Buku ini, saya kira cukup informatif. Di sana ada kisah-kisah yang tidak atau jarang kita ketahui. Misalnya, kisah sekte pembunuh bayaran dalam jagad peradaban Islam bernama Hasyasyin (yang menyumbang kosakata ‘Assasin’ berarti pembunuh dalam bahasa Inggris). Sekte yang Berjaya pada abad pertengahan ini ternyata mengoleksi ratusan ribu buku di benteng mereka pada sebuah gunung.

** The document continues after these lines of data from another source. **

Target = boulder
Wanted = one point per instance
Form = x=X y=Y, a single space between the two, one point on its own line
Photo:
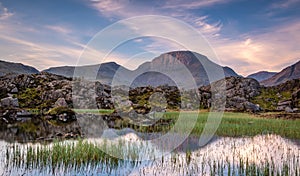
x=9 y=102
x=288 y=109
x=61 y=102
x=14 y=90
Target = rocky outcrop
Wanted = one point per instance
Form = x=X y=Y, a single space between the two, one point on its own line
x=239 y=92
x=15 y=68
x=289 y=73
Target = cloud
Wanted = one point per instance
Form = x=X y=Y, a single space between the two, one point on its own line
x=59 y=29
x=4 y=12
x=276 y=48
x=284 y=4
x=191 y=4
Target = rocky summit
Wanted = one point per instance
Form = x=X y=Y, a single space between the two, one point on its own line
x=44 y=106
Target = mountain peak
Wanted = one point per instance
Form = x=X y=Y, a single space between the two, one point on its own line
x=288 y=73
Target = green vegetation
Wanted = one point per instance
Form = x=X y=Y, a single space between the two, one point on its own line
x=96 y=111
x=233 y=125
x=72 y=154
x=90 y=157
x=29 y=98
x=28 y=127
x=269 y=98
x=60 y=110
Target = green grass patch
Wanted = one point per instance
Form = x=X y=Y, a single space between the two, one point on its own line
x=94 y=111
x=242 y=124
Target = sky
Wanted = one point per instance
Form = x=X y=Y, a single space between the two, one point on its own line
x=248 y=36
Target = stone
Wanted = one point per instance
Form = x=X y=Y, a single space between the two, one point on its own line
x=14 y=90
x=288 y=109
x=61 y=102
x=9 y=102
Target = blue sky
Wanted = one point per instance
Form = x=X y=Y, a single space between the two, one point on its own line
x=248 y=36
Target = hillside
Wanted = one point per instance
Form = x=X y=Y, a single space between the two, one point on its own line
x=15 y=68
x=289 y=73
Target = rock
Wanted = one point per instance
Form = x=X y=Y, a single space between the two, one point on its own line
x=62 y=114
x=284 y=105
x=14 y=90
x=252 y=107
x=288 y=109
x=61 y=102
x=9 y=102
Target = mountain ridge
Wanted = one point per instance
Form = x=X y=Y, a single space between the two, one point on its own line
x=286 y=74
x=261 y=75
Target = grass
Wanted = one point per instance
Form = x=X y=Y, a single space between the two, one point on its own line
x=232 y=124
x=97 y=111
x=90 y=156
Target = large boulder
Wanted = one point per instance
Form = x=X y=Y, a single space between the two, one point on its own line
x=238 y=91
x=9 y=102
x=61 y=102
x=61 y=114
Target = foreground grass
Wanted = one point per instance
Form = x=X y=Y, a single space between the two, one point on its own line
x=232 y=125
x=88 y=157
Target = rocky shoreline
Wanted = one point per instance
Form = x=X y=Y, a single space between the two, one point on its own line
x=39 y=106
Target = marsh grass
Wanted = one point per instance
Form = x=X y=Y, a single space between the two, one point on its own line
x=236 y=125
x=80 y=155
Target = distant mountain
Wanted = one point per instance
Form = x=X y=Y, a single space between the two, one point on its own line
x=174 y=68
x=289 y=73
x=104 y=72
x=15 y=68
x=262 y=75
x=180 y=67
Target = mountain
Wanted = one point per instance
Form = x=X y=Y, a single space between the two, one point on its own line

Atau kisah beberapa kaum muslimin yang memiliki tradisi membuat catatan harian.
Jadi buku ini akan sangat cocok dibaca saat sedang jenuh, dan bersiap-siaplah dengan kenakalannya membongkar model berpikir kita yang tidak kita sadari memiliki ketakutan tidak berdasar dan cenderung menghakimi.
Pada akhirnya, saya harus sepakat dengan penilain editor buku ini, Achmad San, dalam kata pengantarnya, bahwa buku ini “..kritis, satire, unik, dan aneh-aneh”.